Его глаза вновь вернулись на мостик переносицы. Наверно, я должна была почувствовать себя марионеткой в чужих руках, но нет — я просто за него испугалась. Он искал смерть, но я не собиралась отдавать ему свою.
— Помни Амезиарака! — сказала я. Самая подходящая фраза для ситуации, когда ангел опускает руки. Нам еще повезло, что мы были в ванной — ибо у него загорелись крылья.
ДОБРАЯ ВОЛЯ
На следующее утро я ни за какие коврижки не соглашаюсь принять ванну. И на работу еду, не пристегнувшись, — просто не могу себя заставить. Путаю левые повороты с правыми, включаю сигнал и не сворачиваю. Добралась до офиса лишь благодаря чуду. Или, если быть точной, лишь благодаря отсутствию чуда. Меня довезло удивительное сплетение обыденных фактов, не дозволяющее колесам отваливаться, гвоздям — рвать покрышки, а солнцу — ходить на небе ходуном. Я еду на работу по удивительной карте обыденных фактов, всю дорогу отчаянно сияя сигналами; на финишной черте — у дверей — стоит Маркус: крохотный катышек мягкой, пропадающей зазря плоти.

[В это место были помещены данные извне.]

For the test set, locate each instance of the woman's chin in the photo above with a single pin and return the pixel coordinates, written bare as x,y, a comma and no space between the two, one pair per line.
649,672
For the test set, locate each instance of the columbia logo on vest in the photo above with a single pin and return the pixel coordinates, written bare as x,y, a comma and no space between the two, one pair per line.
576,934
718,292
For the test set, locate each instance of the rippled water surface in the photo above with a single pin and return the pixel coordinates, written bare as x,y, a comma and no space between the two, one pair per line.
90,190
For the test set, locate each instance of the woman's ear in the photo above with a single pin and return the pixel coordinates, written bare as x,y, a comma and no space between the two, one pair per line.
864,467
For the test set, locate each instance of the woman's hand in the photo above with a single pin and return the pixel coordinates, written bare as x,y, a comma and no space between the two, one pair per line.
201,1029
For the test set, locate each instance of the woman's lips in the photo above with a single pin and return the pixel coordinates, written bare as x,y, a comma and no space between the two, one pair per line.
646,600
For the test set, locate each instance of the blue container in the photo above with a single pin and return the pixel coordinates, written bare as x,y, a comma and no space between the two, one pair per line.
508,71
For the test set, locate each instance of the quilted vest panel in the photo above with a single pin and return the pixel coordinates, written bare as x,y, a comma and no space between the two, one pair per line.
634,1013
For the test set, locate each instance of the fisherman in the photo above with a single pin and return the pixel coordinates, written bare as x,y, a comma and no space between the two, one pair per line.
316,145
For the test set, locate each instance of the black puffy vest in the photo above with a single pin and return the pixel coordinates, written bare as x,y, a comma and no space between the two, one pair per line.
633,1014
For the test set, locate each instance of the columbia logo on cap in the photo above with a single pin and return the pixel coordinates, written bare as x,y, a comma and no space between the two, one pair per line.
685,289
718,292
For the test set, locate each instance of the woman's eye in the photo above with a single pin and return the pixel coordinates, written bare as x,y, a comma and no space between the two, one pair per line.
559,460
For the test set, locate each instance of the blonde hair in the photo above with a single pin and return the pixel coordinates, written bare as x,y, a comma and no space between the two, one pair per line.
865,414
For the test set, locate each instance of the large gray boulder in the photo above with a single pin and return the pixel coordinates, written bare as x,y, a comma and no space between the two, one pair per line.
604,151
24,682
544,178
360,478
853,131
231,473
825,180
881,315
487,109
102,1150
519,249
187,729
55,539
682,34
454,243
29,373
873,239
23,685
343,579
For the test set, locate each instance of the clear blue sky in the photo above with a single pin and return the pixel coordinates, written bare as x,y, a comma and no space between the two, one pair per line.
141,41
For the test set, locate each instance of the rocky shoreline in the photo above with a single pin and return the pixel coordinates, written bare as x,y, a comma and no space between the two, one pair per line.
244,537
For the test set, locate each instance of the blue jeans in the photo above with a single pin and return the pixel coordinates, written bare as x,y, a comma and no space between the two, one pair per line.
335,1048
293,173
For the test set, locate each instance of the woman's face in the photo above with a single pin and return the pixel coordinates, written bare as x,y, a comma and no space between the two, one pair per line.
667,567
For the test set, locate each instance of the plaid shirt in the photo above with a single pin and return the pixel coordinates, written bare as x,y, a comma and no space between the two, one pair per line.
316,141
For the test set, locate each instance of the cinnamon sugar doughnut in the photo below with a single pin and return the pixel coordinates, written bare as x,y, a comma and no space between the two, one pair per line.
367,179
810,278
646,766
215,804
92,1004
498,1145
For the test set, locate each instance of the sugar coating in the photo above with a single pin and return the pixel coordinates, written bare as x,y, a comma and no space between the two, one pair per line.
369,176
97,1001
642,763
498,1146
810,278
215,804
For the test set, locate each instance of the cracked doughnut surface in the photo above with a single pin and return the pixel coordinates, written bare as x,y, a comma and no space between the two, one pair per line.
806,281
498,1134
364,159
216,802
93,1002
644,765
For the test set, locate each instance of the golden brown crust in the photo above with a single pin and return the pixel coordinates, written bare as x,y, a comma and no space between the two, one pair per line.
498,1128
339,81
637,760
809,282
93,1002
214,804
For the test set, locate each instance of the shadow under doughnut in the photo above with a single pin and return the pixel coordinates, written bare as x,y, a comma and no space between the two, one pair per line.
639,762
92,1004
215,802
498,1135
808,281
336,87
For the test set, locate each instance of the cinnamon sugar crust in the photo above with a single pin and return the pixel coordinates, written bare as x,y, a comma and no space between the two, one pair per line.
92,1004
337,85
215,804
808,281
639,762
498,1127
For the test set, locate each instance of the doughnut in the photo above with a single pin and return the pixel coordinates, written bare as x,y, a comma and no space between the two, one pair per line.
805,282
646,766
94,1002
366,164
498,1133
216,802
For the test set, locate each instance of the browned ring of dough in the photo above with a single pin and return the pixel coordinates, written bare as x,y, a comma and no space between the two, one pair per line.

— Хорошо выглядишь, — говорит он.
— Прости?
— Нет, серьезно. Ты правда хорошо выглядишь, — говорит он, меряя меня взглядом с головы до ног. Я смотрю на него тупее, чем он догадывается.
— Вся штука в юбке. Новая?
— Нет.
— Тебе идет, — говорит он, капитулируя.
Никак не обрету равновесие. Весь день предметы валятся на пол, выскальзывают из рук, и с телефоном не сладить — постоянно попадаю не туда. Я произношу фразы типа: «По-моему, это слишком трудно». Народ таращится.
Понедельничная планерка происходит в самой что ни на есть ядреной яви. Все смотрят на руки Люб-Вагонетки и помалкивают. Говоря «все», я не имею в виду Маркуса — этот любуется весенним днем в окошке, словно знает наперед: бояться нечего. Я сижу и молча тоскую по своей матери — и еще много по чему. Люб-Вагонетка толкует о значении последней передачи для нас, для Ирландии, для телевещания грядущего. Она совмещает иронию с паранойей. Она острит.
— Как тебе это нравится? — говорит она. До меня доходит, что она беседует со мной. До меня доходит, что Маркус отвернулся от окна и что за его плечами широко раскинулся ясный весенний день.